We (my siblings and I) were anticipating snowball fights with neighborhood friends, sledding, and my personal favorite… making snow angels!
Prior to these wintery festivities, we had to complete schoolwork and tend to the family pet. These were strict orders from our father.
Seemed fair enough, and so we perform our tasks, leashed the dog and headed for the front door.
An Unexpected Twist
Just before anyone could take hold, this impetuously independent dog charges boldly into the great outdoors. “Tanner” was his name. Craazy was his game. Being a Shepard / Husky mix, this made him large, energetic, and strong-willed. (I’ll tell more about this four-legged feisty foe another time.)

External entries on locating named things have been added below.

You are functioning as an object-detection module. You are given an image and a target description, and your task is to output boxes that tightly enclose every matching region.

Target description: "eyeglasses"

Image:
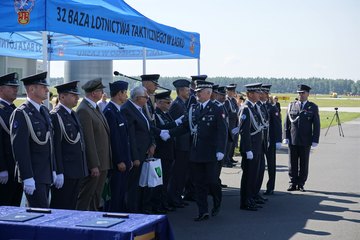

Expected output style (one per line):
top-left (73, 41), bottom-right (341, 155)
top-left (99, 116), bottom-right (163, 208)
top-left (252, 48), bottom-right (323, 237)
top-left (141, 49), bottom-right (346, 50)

top-left (138, 96), bottom-right (149, 99)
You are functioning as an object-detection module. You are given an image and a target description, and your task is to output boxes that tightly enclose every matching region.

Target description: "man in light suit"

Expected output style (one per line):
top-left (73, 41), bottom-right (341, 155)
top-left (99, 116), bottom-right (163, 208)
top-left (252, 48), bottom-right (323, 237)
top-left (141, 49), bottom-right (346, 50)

top-left (76, 78), bottom-right (111, 211)
top-left (0, 73), bottom-right (23, 206)
top-left (121, 86), bottom-right (156, 213)
top-left (50, 81), bottom-right (89, 209)
top-left (104, 81), bottom-right (132, 212)
top-left (10, 72), bottom-right (56, 208)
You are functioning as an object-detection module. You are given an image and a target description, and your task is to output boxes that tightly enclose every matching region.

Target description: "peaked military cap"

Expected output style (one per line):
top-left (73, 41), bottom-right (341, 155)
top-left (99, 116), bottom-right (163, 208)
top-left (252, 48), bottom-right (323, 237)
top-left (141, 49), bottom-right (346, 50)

top-left (140, 74), bottom-right (160, 84)
top-left (226, 83), bottom-right (237, 91)
top-left (81, 78), bottom-right (105, 92)
top-left (155, 91), bottom-right (171, 99)
top-left (0, 72), bottom-right (19, 86)
top-left (212, 84), bottom-right (219, 92)
top-left (245, 83), bottom-right (262, 92)
top-left (217, 86), bottom-right (227, 95)
top-left (109, 81), bottom-right (129, 94)
top-left (297, 84), bottom-right (311, 92)
top-left (173, 79), bottom-right (190, 88)
top-left (21, 72), bottom-right (49, 86)
top-left (191, 75), bottom-right (207, 81)
top-left (55, 81), bottom-right (80, 95)
top-left (195, 80), bottom-right (214, 92)
top-left (261, 84), bottom-right (272, 93)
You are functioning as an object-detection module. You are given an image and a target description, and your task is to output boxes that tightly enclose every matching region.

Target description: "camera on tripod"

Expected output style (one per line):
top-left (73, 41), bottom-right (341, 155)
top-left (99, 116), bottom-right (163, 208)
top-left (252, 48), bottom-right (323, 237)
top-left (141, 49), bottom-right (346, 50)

top-left (325, 107), bottom-right (345, 137)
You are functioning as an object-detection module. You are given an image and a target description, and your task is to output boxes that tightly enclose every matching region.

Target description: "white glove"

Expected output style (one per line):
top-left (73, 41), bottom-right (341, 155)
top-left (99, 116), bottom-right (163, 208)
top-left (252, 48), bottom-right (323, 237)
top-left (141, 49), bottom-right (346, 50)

top-left (216, 152), bottom-right (224, 161)
top-left (160, 130), bottom-right (170, 142)
top-left (53, 171), bottom-right (56, 183)
top-left (246, 151), bottom-right (254, 160)
top-left (231, 127), bottom-right (240, 135)
top-left (0, 170), bottom-right (9, 184)
top-left (54, 173), bottom-right (64, 189)
top-left (175, 115), bottom-right (185, 126)
top-left (23, 178), bottom-right (36, 195)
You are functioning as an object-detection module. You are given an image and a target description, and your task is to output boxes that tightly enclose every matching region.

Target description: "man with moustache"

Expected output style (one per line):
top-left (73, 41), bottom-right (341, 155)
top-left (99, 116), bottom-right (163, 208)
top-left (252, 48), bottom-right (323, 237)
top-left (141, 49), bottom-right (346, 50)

top-left (10, 72), bottom-right (56, 208)
top-left (189, 81), bottom-right (227, 221)
top-left (50, 81), bottom-right (89, 209)
top-left (0, 72), bottom-right (23, 206)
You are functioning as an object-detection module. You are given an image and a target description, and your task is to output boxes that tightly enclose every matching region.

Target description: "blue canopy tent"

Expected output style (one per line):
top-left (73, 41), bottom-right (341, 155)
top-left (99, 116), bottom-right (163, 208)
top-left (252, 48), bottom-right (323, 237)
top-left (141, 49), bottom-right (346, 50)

top-left (0, 0), bottom-right (200, 71)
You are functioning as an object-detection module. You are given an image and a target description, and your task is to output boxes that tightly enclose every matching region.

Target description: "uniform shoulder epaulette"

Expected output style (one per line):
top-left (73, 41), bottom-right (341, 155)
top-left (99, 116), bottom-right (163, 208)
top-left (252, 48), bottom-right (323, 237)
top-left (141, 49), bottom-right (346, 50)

top-left (16, 104), bottom-right (26, 111)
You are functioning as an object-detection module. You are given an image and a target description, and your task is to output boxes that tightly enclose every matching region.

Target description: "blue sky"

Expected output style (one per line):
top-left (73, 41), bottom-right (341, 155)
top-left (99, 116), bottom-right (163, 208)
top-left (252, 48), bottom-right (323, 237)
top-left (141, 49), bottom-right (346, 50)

top-left (51, 0), bottom-right (360, 80)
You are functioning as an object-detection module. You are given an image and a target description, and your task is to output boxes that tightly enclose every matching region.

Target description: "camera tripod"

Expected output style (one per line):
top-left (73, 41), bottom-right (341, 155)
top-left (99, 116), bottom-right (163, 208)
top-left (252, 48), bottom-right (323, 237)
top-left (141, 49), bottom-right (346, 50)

top-left (325, 108), bottom-right (345, 137)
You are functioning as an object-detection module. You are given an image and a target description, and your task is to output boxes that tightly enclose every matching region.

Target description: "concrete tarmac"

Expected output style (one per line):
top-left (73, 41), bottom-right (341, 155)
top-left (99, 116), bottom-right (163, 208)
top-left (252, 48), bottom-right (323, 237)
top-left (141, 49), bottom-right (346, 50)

top-left (168, 119), bottom-right (360, 240)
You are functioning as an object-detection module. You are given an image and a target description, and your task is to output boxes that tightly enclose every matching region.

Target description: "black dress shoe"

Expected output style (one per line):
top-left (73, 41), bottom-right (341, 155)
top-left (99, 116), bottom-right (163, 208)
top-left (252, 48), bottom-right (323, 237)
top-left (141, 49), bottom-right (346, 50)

top-left (298, 185), bottom-right (306, 192)
top-left (240, 205), bottom-right (257, 211)
top-left (255, 194), bottom-right (269, 202)
top-left (164, 206), bottom-right (176, 212)
top-left (287, 185), bottom-right (296, 191)
top-left (170, 203), bottom-right (185, 208)
top-left (143, 209), bottom-right (153, 214)
top-left (211, 207), bottom-right (220, 217)
top-left (263, 190), bottom-right (274, 196)
top-left (153, 208), bottom-right (167, 214)
top-left (194, 213), bottom-right (209, 222)
top-left (254, 198), bottom-right (265, 204)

I caught a glimpse of the end of the long leash and dove toward it, grasping with both hands. I recall the snow being high and slippery. Now, one might say that my small stature was no match for that rambunctious rebel… or was it??
You see, all I needed to do to subdue the dog’s rant was to create a drag and tire him out, right? Then I could save the day by saving the dog and bring him safely back home.

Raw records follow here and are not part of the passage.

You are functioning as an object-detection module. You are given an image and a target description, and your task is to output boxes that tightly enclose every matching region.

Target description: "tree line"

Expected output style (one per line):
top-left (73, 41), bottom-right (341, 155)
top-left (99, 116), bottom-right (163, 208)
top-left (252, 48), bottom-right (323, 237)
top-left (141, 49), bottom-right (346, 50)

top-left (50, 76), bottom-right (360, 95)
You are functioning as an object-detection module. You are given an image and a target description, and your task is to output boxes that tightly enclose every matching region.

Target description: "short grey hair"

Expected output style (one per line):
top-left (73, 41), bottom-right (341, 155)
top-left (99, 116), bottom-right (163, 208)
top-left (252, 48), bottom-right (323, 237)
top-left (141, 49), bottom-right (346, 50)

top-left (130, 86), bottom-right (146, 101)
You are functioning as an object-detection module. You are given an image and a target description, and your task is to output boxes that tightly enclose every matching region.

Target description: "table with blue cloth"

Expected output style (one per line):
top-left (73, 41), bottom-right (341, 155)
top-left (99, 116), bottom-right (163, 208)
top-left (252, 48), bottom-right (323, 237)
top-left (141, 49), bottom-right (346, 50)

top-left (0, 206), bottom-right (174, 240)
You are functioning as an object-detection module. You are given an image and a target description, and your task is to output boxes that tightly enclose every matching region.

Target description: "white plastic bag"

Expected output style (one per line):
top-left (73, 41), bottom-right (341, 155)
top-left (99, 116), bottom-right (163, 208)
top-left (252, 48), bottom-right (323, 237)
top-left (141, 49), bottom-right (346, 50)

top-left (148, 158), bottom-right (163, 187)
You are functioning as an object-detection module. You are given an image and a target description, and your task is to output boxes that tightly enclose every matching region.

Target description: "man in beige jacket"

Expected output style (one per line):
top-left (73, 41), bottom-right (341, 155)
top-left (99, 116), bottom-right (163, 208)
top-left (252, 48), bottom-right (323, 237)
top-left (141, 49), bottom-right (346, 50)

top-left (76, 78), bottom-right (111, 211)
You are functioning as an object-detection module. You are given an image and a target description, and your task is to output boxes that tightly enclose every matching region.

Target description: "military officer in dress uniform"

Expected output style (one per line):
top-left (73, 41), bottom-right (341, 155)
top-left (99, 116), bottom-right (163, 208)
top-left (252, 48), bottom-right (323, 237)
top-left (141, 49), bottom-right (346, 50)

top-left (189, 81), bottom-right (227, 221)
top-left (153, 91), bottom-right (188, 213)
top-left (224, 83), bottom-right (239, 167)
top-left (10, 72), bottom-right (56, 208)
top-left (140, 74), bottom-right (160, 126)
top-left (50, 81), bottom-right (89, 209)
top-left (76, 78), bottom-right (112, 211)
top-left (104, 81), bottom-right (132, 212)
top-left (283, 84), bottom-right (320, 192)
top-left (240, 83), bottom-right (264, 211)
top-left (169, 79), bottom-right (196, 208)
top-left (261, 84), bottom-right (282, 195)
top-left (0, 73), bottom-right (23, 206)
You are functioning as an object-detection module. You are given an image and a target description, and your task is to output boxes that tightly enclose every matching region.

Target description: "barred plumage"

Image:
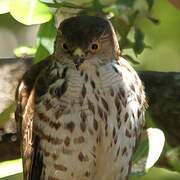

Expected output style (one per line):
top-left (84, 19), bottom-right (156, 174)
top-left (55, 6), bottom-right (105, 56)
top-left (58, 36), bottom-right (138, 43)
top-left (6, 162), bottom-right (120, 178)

top-left (16, 16), bottom-right (145, 180)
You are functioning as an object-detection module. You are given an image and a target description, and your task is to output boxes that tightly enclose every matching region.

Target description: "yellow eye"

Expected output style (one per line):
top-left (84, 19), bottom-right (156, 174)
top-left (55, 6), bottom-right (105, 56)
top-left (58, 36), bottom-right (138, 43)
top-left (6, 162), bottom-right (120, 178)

top-left (90, 42), bottom-right (100, 53)
top-left (62, 43), bottom-right (68, 51)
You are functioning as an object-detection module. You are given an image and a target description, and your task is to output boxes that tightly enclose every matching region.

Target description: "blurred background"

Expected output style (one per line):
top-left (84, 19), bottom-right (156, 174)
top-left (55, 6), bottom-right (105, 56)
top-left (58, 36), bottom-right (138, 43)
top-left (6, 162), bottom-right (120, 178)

top-left (0, 0), bottom-right (180, 180)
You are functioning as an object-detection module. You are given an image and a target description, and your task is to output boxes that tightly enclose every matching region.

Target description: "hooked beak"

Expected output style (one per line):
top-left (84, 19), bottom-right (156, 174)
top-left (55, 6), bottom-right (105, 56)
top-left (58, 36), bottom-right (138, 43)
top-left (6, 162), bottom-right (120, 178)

top-left (73, 48), bottom-right (85, 69)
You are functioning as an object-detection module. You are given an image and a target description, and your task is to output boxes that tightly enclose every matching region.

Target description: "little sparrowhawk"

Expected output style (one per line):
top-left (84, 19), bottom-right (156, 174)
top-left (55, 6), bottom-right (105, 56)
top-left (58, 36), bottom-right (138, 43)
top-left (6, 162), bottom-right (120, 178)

top-left (16, 16), bottom-right (146, 180)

At least, that was this six year old’s plan.
But slow down, he did not!
Tanner charged up and down the main drag including some side streets, slid-into and climbed-out of ditches, chased a few dogs, and circled around too many trees to count. Yet, I held onto that leash for dear life – for his, and for mine.
Worries and thoughts racing. What if he ran away and became lost in the cold? Or he caused an automobile accident that injured people. Also, I feared that we may receive rebuke from father for allowing the dog to escape in the first place!

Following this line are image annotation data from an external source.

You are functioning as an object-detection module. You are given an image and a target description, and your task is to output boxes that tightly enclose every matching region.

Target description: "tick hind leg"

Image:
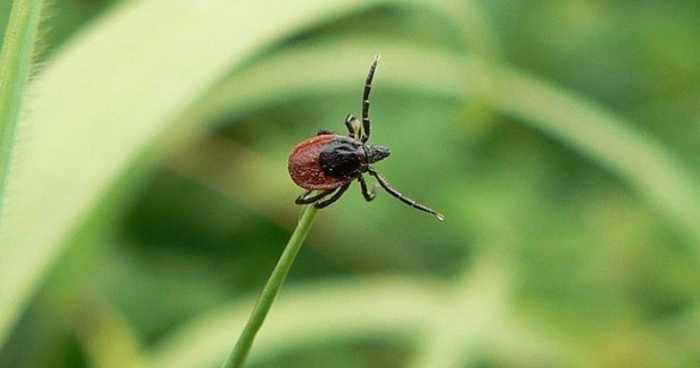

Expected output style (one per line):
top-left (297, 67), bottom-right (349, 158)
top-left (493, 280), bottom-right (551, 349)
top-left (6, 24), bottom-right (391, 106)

top-left (294, 189), bottom-right (335, 204)
top-left (314, 183), bottom-right (350, 208)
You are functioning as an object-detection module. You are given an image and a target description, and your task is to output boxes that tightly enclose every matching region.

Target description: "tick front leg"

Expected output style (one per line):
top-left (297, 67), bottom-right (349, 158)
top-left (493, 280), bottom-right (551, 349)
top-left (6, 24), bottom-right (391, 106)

top-left (294, 189), bottom-right (335, 204)
top-left (357, 175), bottom-right (377, 202)
top-left (345, 114), bottom-right (360, 139)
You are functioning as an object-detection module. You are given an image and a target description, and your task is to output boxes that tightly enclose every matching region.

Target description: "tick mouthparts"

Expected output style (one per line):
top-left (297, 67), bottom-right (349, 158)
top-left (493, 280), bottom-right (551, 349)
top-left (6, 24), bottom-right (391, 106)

top-left (365, 144), bottom-right (391, 164)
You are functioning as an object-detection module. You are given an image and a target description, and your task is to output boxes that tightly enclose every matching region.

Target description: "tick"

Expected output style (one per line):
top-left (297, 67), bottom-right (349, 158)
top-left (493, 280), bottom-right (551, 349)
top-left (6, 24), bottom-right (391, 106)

top-left (287, 55), bottom-right (444, 220)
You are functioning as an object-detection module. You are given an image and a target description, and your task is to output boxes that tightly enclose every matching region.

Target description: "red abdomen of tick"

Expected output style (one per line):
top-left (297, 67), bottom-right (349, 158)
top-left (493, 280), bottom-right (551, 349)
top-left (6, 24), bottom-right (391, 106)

top-left (287, 134), bottom-right (348, 190)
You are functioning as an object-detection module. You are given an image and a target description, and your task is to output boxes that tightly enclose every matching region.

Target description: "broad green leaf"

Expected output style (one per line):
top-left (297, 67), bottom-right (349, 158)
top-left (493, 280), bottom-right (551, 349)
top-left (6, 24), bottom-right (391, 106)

top-left (0, 0), bottom-right (43, 210)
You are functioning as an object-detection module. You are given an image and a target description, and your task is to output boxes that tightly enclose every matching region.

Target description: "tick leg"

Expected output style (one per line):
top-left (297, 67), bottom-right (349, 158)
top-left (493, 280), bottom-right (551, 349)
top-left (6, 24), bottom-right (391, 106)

top-left (357, 175), bottom-right (377, 202)
top-left (294, 189), bottom-right (335, 204)
top-left (360, 54), bottom-right (379, 143)
top-left (367, 167), bottom-right (445, 220)
top-left (345, 114), bottom-right (360, 139)
top-left (316, 129), bottom-right (336, 135)
top-left (314, 183), bottom-right (350, 208)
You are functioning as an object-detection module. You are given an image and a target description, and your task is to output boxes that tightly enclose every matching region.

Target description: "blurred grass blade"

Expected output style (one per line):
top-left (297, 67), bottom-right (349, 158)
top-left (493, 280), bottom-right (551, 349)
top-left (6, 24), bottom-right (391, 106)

top-left (484, 68), bottom-right (700, 250)
top-left (0, 0), bottom-right (460, 354)
top-left (208, 39), bottom-right (700, 253)
top-left (0, 0), bottom-right (43, 211)
top-left (144, 276), bottom-right (445, 368)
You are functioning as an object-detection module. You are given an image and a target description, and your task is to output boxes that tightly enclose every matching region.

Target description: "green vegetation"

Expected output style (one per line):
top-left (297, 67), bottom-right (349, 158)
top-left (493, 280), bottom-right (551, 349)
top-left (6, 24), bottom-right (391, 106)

top-left (0, 0), bottom-right (700, 368)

This scene continued for quite awhile as Tanner was rather young and spry – but, ya know what, so was I!
I suspect that being a gymnast made me no stranger to pain. Perhaps, it even helped me endure the discomfort of being jerked around, dragged over rough pavements, and bashing into the occasional inanimate object or tree along the way.
Ugh, and all that twirling. Remember the long leash? Well at times, I was on my back or sideways, but periodically, I’d be completely face down in the snow.
Neighbors were gathering to observe this spectacle. Some were staring with gaping mouths, others laughing. Bigger boys were chanting, “MUSH, MUSH!” and other obnoxious things.
But, ALL were shouting, “LET GOOO!”
I overheard my brother exclaim, “My sister’s a fighter, she won’t let-go!”
(Speaking of my brother… he recently recounted the details of this day with me. We had a good laugh when he said that if this had occurred during the smart-phone era, it surely would have been captured on video and posted on social media!)
Although attention spans may have been a bit longer back then, still the crowd dispersed. Tanner’s show-boating slowly dwindled and then his mania just stopped. And would you believe, right in front of our very own house?
And there we were… panting and wrung-out. Tanner’s coat snowy and his paws were mud. My snow suit was ripped in several places and my hat lost.
My siblings and I sulked up to the house together… like a scene in the movie, Dead Man Walking. We readied ourselves for punishment.
I’m still hanging onto that leash. Tanner’s tongue… (still) hanging out.
Father runs toward us with an expression upon his face that confused me. It looked something more like pity then anger. He lifted me up and held me, and attended to my bruises while brushing wet clumps of icy snow from my hair.
I asked, “Father, what does MUSH mean?
I told him that the punk boys were chanting it at me.
He roared with laughter and said, “Basically, Tanner fled and you, my dear, became the sled.”
As I reflect on this story, it both warms my heart, and saddens it.You see, that pattern of rescue, responsibility, worry, holding on too tightly, and not knowing when to let go has permeated my life. At times, this caused considerable conflict and perhaps pain to others, but certainly to myself.
Today, I understand that the best I can do – in all situations – is to seek the wisdom to know the difference.